At the same time, the former Liberal government in the province green-lit a hydroelectric dam at Site C on the Peace River in large part to deliver clean electricity to power the equipment required to produce, compress, and transport natural gas, Gilchrist writes, citing a study last year for the Canadian Centre for Policy Alternatives. The dam project has been condemned as surplus to British Columbia’s domestic needs, and likely to run far over budget, in addition to violating Indigenous treaty rights and flooding valuable farm land. “Now that the future for an LNG industry in B.C. looks bleaker than ever,” Gilchrist notes, “it further calls into question the demand for the $8.8-billion, publicly-funded dam.”
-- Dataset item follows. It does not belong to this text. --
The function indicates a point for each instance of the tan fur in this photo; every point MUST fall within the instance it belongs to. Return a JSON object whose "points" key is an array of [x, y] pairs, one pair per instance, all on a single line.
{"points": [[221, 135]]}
Nor is the Petronas decision quite the death knell for B.C. gas that the industry’s aggrieved boosters pretend. TransCanada Corporation announced last month that it “would spend $2 billion to expand its NOVA Gas system to connect northern B.C. and Alberta natural gas producers to ‘premium intra-basin and export markets,’” Gilchrist observes. In other words, “our gas is going to go east, not west,” but will still find buyers.
Several industry voices noted the fact that Pacific NorthWest had received all required approvals (though the process by which they were awarded has come under severe criticism) before the Malaysian company pulled the plug on it. As Gilchrist reports, however, those approvals followed 22 lobbying contacts in Ottawa and contributions of more than $18,000 to the former Liberal government in Victoria between 2014 and 2017.